The most common real numbers that do not have simple equivalent fractions are 9.81 (from the acceleration due to gravity), 3.14… (from pi), 6.67…10^-11 (from the Newtonian gravitational constant), 1.602…10^-19 (from the electron charge), 6.626…10^-34 (from the Planck constant), 1.38…10^-23 (from the Boltzmann constant), and 8.854…10^-12 (from the permittivity of free space).

0.5 | 0.1 | 0.2 | 1.5 | 0.9 | 0.01 | 0.25 | 0.3 | 0.4 | 0.05 | 2.5 | 0.8 | 0.6 | 9.8 | 0.7 | 1.2 | 0.75 | 1.1 |
4.5 | 9.81 | 0.02 | 1. | 0.15 | 3.5 | 0.001 | 1.4 | 0.04 | 3.14 | 1.3 | 0.03 | 1.6 | 1.8 | 0.06 | 0.08 |
1.25 | 2.2 | 2.1 | 4.9 | 2. | 2.4 | 7.5 | 0.12 | 1.6 x 10^-19 | 0.005 | 0.95 | 6.5 | 8.314 | 5.5 | 1.7 | 0.35 |
0.007 | 0.002 | 1.02 | 2.8 | 3.7 | 0.09 | 0.0001 | 4.2 | 0.025 | 3.2 | 0.45 | 0.5 | 2.3 | 1.9 | 3.6 |
0.125 | 4.8 | 0.99 | 2.7 | 3. | 0.16 | 0.85 | 3.141 | 1.5 | 12.5 | 2.6 | 3.3 | 0.18 | 0.65 | 6.67 x 10^-11 |
8.5 | 1.602… x 10^-19 | 2.25 | 1.38 x 10^-23 | 6.626… x 10^-34 | 6. | 1.75 | 1.01 | 3.1 | 5. | 3.4 |
0.55 | 0.14 | 0.11 | 5.8 | 8.854… x 10^-12 | 1000. | 0.015 | 2.9

Here is a plot of the distribution over a larger range of reals, ranging over the interval [10^-100, 10¹⁰⁰], now with a logarithmic vertical scale.

And similar to the integers, over the larger interval, the probability of the occurrence of a real number x scales approximately as p(x) ~ |ln(x)|^α with α ≈ -2.8. The first graphic shows numbers greater than 1 and the second graphic less than 1 (the gray line indicates again the power law in the exponent).

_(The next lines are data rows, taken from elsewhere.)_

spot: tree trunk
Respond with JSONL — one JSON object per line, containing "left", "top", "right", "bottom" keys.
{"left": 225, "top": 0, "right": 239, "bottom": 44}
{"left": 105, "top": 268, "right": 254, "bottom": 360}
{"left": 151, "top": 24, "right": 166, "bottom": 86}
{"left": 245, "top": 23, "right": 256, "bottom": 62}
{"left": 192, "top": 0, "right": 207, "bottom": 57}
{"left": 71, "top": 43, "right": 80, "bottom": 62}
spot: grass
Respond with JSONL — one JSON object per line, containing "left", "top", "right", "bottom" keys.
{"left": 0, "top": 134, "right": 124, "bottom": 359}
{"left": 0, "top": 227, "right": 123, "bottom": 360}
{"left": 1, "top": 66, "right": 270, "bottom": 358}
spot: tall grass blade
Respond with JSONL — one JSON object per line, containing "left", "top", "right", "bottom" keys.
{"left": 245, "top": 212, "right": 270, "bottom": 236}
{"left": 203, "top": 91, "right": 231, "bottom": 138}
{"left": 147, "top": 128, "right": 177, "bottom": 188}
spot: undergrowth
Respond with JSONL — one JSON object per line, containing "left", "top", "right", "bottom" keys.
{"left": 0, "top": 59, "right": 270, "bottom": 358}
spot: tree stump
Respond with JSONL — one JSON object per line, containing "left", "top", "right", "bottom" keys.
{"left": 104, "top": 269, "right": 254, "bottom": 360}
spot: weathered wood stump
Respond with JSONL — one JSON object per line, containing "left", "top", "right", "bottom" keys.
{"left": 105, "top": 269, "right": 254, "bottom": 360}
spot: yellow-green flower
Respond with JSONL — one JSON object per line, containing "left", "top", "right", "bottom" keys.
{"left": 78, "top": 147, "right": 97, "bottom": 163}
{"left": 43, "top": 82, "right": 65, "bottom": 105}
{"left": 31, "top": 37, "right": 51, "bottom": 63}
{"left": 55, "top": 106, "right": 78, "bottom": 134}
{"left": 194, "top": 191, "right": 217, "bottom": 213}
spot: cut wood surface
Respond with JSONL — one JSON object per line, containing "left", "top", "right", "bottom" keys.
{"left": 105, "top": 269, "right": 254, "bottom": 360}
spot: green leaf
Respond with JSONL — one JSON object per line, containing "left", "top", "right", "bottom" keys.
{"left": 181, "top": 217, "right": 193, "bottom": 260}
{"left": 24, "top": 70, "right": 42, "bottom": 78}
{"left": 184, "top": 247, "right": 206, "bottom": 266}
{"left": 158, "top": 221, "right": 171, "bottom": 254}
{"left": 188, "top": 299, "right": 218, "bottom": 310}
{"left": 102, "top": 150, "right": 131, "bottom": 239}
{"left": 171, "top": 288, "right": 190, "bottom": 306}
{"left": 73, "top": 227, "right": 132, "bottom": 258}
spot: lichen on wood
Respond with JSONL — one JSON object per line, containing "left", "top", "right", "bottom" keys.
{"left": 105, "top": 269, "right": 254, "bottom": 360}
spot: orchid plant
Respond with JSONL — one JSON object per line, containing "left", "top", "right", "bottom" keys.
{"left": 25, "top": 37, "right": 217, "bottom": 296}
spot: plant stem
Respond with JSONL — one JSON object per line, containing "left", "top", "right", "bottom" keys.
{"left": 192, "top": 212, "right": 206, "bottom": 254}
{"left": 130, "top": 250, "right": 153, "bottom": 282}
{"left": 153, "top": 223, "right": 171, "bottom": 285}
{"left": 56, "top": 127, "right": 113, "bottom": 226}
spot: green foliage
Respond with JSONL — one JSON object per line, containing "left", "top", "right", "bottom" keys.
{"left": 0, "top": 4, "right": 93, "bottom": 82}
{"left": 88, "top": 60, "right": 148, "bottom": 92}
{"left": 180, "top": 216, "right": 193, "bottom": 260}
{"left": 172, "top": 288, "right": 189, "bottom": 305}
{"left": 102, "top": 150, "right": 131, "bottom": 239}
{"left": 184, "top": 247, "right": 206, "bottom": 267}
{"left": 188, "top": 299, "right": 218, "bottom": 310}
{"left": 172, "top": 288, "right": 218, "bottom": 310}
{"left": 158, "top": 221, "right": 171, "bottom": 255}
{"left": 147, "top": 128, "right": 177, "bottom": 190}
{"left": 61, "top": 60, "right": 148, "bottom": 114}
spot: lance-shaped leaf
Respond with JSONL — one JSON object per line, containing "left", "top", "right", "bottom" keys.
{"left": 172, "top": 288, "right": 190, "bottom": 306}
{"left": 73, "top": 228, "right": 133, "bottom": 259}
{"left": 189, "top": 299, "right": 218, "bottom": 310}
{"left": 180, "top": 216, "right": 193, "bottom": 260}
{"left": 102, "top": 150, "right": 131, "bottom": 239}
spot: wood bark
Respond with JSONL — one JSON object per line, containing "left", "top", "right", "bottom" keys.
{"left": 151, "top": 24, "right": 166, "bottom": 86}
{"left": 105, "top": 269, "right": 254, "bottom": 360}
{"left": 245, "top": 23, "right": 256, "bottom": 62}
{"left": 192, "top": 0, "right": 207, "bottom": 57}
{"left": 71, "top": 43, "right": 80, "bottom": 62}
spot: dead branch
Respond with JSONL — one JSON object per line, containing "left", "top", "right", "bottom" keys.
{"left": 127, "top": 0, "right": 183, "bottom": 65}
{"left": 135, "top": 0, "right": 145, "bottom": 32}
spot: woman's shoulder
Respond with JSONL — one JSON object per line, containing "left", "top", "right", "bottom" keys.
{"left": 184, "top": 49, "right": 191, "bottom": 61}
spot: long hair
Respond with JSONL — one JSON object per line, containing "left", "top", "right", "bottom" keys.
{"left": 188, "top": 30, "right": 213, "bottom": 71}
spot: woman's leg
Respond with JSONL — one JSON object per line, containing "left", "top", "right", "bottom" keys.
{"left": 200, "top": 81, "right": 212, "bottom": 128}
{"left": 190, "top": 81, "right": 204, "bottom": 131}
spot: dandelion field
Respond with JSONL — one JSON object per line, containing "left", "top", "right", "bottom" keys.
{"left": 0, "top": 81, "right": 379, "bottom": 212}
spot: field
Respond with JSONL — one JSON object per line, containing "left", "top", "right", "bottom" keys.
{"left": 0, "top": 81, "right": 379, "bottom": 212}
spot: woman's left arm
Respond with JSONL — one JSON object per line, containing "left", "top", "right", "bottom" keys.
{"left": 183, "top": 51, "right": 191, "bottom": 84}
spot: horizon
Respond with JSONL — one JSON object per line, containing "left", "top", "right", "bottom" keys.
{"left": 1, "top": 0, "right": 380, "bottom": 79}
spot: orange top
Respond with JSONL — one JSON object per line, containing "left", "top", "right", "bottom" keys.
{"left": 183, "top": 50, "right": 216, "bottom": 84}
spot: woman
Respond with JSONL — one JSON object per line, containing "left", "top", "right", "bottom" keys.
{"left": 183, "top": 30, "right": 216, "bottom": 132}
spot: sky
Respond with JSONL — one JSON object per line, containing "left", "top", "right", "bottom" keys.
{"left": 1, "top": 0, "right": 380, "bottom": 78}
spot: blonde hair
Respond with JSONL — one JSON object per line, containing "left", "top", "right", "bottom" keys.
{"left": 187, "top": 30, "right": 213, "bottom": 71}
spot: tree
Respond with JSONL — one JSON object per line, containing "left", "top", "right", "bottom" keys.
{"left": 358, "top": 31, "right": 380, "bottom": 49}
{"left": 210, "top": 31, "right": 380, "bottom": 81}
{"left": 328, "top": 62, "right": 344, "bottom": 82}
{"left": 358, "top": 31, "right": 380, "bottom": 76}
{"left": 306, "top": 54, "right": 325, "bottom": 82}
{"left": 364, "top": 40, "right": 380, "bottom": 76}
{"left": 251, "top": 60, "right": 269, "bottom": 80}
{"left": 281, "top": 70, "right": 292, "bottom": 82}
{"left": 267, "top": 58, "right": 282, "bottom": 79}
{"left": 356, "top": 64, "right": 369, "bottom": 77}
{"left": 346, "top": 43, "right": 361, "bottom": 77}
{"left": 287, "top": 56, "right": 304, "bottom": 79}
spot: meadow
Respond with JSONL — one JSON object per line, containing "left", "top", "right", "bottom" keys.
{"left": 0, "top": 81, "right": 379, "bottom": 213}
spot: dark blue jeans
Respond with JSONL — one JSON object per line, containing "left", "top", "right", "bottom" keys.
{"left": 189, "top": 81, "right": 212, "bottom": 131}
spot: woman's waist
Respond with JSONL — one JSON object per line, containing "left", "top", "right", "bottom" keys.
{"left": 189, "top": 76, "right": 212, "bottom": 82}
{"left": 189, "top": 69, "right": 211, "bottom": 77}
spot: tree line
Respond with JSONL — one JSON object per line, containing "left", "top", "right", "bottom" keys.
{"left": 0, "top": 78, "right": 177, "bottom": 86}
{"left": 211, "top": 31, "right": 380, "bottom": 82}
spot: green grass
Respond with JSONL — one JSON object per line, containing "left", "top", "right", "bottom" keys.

The real numbers with just one digit followed by (implied or explicit) zeros (e.g. 0.2, or 0.5) are in general much more common than real numbers with two nonzero digits (e.g. 0.36 or 0.89). The real numbers with just two digits followed by (implied or explicit) zeros (e.g. 0.58 or 0.89) are in general much more common than real numbers with three non-zero digits (e.g. 0.582 or 0.880). And so on with four, five, et cetera nonzero digits. There are some exceptions from this rule, most notably real numbers starting with the digit sequences 314… (leading digits of π) and 667 (three-digit rounded result for 2/3 and the above mentioned Newtonian gravitational constant), and the physical constants mentioned above.

The following graphic shows the frequency of occurrence for four groups of real numbers: in red, the real numbers that have just one nonzero digit; in blue, the real numbers with just two nonzero digits; in green, the real numbers with just three nonzero digits; and in yellow, the real numbers with at least four leading digits. The outliers in green are the digits of π, the first few digits of the acceleration due to gravity on Earth, and multiples of one-eighths. Download the image as a CDF and mouse over the points to see the leading digits. As one would intuitively expect, for every digit added, the number of found real numbers decreases by an order of magnitude. The three thin purple lines are the probabilities for two, three, and four consecutive integers according to the generalized Benford law.

The last plot that uses the first four digits of all real numbers shows a lot of details. If we only take the first two digits into account, we have 100 bins, and one clearly sees the integer multiples of 0.1 as well as some of the physical constants emerge.

This ends our little study of the size distribution of integers and real numbers in Wolfram|Alpha queries. We leave the study of Heap’s law (see Sano et al), meaning how fast new numbers come in, for another time. A study of numbers occurring in web pages was carried out by Dorogovtsev et al. a few years ago; various aspects of the distribution of integers in web pages agree with the above-found distributions in Wolfram|Alpha queries. The importance of special and round numbers was studied by Coupland, Sigurd, and Jansen and Pollmann.